Hoe zie je dat voor je in een stad als Amsterdam met een historisch centrum?

“Dat is een complexe vraag. De grachtengordel is het meest elitaire stukje van Amsterdam. Schaarste heeft hier geleid tot krankzinnige prijsvorming. Het is een heel zelf-beschermend milieu, je kan hier dus ook geen bal doen. Natuurlijk snap ik dat je dingen moet beschermen, maar ik vind het economisch en sociaal onevenredig en ook lastig verdeeld. Dat betekent dat je de omliggende wijken nog meer belast met het oplossen van problemen. In 2050 wonen er mogelijk 5 miljoen mensen in Amsterdam. Met The Why Factory hebben we een film gemaakt over hoe Amsterdam er dan uit zou kunnen zien om ‘sustainable’ te zijn. Dat is best veel. Aan bos, aan groen, aan voedsel, aan water. Hoe realiseer je dat? Wat als je bijvoorbeeld het historische deel van de stad optilt door het op een voetstuk te zetten waar je nog meer mensen in kunt huisvesten? Daar kwamen – begrijpelijk – veel negatieve reacties op uit de grachtengordel. Maar het gaat me om de zoektocht. Daarom hou ik ook meer van Rotterdam, daar is een milieu van experimenteerzucht. Natuurlijk is daar ook ongelijkheid, maar er liggen meer mogelijkheden.”

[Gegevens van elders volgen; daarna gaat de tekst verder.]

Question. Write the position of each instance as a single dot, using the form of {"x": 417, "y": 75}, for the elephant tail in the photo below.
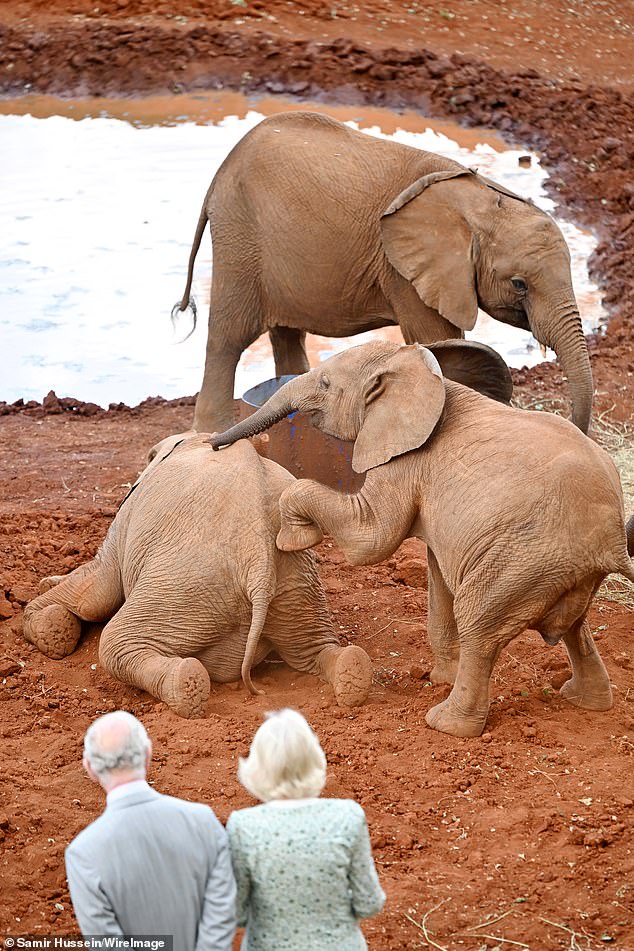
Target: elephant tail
{"x": 626, "y": 565}
{"x": 185, "y": 301}
{"x": 259, "y": 607}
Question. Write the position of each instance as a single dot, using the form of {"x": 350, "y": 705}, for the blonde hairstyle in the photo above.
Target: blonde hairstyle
{"x": 285, "y": 761}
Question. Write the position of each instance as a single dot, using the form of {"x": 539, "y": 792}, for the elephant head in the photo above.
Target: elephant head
{"x": 342, "y": 396}
{"x": 464, "y": 242}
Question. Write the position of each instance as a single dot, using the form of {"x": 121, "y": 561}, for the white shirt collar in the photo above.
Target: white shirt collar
{"x": 291, "y": 802}
{"x": 126, "y": 789}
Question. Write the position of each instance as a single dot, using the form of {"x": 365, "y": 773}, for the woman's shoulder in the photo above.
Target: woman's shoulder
{"x": 243, "y": 818}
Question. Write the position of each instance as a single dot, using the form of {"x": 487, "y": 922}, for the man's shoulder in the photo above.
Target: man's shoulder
{"x": 104, "y": 825}
{"x": 196, "y": 810}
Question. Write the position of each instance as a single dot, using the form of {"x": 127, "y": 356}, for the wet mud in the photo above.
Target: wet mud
{"x": 523, "y": 835}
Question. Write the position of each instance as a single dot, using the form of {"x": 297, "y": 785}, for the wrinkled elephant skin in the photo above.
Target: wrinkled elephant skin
{"x": 522, "y": 514}
{"x": 193, "y": 588}
{"x": 318, "y": 227}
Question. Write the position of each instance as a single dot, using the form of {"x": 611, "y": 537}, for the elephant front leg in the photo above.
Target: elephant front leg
{"x": 289, "y": 351}
{"x": 589, "y": 687}
{"x": 52, "y": 621}
{"x": 442, "y": 630}
{"x": 465, "y": 711}
{"x": 368, "y": 526}
{"x": 180, "y": 682}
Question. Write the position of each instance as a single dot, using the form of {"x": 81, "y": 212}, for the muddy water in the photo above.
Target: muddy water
{"x": 98, "y": 204}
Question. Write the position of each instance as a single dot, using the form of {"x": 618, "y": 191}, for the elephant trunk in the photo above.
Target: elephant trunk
{"x": 279, "y": 406}
{"x": 259, "y": 608}
{"x": 629, "y": 531}
{"x": 569, "y": 343}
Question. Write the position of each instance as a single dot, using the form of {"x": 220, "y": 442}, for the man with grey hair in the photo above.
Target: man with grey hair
{"x": 150, "y": 864}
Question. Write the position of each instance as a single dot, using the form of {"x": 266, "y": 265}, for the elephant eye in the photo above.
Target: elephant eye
{"x": 375, "y": 389}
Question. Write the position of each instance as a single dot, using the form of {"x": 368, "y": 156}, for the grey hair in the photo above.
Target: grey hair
{"x": 285, "y": 761}
{"x": 128, "y": 747}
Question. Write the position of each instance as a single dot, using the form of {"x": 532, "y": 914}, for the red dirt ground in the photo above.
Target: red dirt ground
{"x": 523, "y": 835}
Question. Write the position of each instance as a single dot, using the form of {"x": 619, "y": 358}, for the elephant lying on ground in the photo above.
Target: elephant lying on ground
{"x": 317, "y": 227}
{"x": 522, "y": 514}
{"x": 196, "y": 589}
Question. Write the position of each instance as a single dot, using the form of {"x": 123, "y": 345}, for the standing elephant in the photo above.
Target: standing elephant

Je werkt aan verschillende toonaangevende projecten over de hele wereld. Wat zou je het liefst nog willen realiseren?

“Ik zou dolgraag een huis willen bouwen van volledig biologisch materiaal dat zichzelf repareert, omvormt en aanpast. Een Barbamama huis. Het lijkt me ook geweldig om een volkswijk te maken. Een dichtere en goedkopere variant van Oosterwolde. En dan op de grachtengordel!”